Fix (Stage 2). For very-high-cardinality, dynamic labels: shard or use the Prometheus client-library counters, which already do this internally.
Bug 12: The select with the never-ready case¶
fast produces 10k/sec; slow produces 10/sec.
Symptom. Block profile shows the select with significant delay. CPU is fine.
Cause. select chooses randomly among ready cases. If fast is ready 99% of the time, slow still gets fair scheduling — but the for-loop iteration spends most of its time parked between fast messages.
Cause (real). This is usually a misread of the profile. The block delay on select is the goroutine being parked while waiting for any case to become ready — which is what you want it to do.
Fix. None needed if behaviour is correct. If you misdiagnosed and assumed select was the bottleneck, look at why both channels are empty — the upstream is the actual cause.
Lesson: block profile entries are not always bugs. Distinguish "I'm waiting because I have nothing to do" (healthy) from "I'm waiting because somebody else is hogging the resource" (bug).
Bug 13: The atomic pointer used like a mutex¶
var current atomic.Pointer[State]
func update(f func(*State)) {
s := current.Load()
f(s) // mutates *s in place!
current.Store(s)
}
Symptom. Mutex profile empty (no locks). Data races reported by -race. Field values flicker between updates.

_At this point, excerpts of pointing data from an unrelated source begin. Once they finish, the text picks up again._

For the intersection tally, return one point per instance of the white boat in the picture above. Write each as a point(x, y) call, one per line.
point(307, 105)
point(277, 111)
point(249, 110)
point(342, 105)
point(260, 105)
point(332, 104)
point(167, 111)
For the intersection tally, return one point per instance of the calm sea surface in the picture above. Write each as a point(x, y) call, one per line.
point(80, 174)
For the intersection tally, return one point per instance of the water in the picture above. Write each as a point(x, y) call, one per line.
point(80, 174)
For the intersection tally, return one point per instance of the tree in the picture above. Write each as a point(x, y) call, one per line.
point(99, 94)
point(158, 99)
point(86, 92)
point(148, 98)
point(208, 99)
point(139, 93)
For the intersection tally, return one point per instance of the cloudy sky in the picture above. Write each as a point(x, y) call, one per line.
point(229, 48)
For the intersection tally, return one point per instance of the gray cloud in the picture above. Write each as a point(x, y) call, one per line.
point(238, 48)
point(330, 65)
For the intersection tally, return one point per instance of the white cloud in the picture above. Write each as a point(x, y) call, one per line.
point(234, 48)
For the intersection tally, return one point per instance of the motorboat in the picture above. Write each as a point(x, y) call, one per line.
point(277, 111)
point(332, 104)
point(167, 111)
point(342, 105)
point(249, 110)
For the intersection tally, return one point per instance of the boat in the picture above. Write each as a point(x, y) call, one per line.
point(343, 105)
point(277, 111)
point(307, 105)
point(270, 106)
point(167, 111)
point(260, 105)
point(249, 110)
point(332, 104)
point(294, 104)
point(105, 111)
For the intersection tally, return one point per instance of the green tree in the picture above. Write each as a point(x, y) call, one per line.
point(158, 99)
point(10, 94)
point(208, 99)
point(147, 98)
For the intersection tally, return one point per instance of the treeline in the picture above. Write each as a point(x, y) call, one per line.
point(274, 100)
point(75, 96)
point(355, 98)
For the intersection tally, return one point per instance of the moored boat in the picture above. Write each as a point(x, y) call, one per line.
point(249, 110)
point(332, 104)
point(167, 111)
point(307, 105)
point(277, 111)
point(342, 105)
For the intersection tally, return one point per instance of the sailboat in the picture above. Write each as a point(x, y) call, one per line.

Cause. atomic.Pointer[T] swaps the pointer atomically, not the pointed-to value. Mutating through the loaded pointer is unsynchronised.
Fix. Build a new value, swap:
func update(f func(*State)) {
for {
old := current.Load()
newVal := *old // copy
f(&newVal)
if current.CompareAndSwap(old, &newVal) {
return
}
}
}
This is a CAS loop; under heavy contention, the retry tail adds CPU but no mutex profile entries.
14. Summary¶
Contention bugs in Go fall into a few families: oversized critical sections (defer + I/O, write under read lock), wrong primitive (sync.Map vs sharded, mutex vs atomic), missed protocol (Cond without loop, signal-after-unlock), channel misuse (unbuffered with imbalanced rates, leaked timers), and reporting misreads (healthy block delay misread as bug). Recognising the pattern from a profile shape is most of the work — fixes are usually straightforward once the diagnosis is right.